The center of the Milky Way was first discovered by Harlow Shapley in 1918. He described the galactic center as a defined region in the direction of the constellation Sagittarius.
But much of the galactic center was shielded from Shapely's view by dust and gas. Its mysteries would only be revealed once we learned how to explore in "invisible light."
Radio waves (which are just another form of "light" in the electromagnetic spectrum) brought the first exciting clue: Radio telescopes revealed a faint radio source in the direction of the predicted galactic core in Sagittarius.
Then, looking in infrared light through the obstructing clouds of gas and dust revealed the stars at the very center of the Milky Way for the first time.

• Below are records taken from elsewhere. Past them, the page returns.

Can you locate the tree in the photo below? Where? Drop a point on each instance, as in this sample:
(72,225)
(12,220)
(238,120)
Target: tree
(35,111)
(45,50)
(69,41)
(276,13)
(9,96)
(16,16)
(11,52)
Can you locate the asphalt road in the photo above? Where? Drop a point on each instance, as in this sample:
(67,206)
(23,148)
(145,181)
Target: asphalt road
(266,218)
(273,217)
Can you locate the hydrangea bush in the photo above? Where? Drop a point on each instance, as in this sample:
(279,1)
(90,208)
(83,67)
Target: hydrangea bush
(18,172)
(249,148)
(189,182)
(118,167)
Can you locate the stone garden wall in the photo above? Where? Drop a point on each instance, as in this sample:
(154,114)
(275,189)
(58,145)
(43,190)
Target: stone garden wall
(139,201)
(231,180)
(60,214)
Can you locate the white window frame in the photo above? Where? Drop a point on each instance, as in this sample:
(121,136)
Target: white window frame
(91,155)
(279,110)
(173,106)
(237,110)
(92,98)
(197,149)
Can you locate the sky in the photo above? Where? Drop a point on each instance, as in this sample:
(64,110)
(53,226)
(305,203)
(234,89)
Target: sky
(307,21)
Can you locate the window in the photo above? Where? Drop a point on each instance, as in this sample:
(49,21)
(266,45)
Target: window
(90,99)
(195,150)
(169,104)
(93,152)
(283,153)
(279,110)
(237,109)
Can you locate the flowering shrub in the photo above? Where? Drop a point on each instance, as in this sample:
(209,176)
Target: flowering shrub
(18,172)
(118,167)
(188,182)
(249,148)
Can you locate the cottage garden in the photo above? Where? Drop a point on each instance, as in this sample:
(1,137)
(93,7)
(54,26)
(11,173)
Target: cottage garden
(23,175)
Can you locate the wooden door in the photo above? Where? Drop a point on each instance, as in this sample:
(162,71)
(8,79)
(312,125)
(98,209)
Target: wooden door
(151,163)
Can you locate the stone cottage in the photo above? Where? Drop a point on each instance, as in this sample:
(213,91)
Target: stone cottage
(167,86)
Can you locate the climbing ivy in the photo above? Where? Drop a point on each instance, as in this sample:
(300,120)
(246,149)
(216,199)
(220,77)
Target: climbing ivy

Measurements of their orbits showed they are being gravitationally affected by an object 2.6 million times the mass of the sun. An object with that mass confined in an area less than one-fifth of a light-year across can only be a super-massive black hole.
Recent observations with the orbiting Chandra X-Ray Observatory show that the black hole at the center of our galaxy flares up almost daily with outbursts of x-rays as it gobbles more matter around it. The rays come from particles being expelled at very high speed from the edge of the black hole's intense gravity field.
With studies of other galaxies, astronomers now believe that most, if not all, large galaxies harbor black holes at their centers.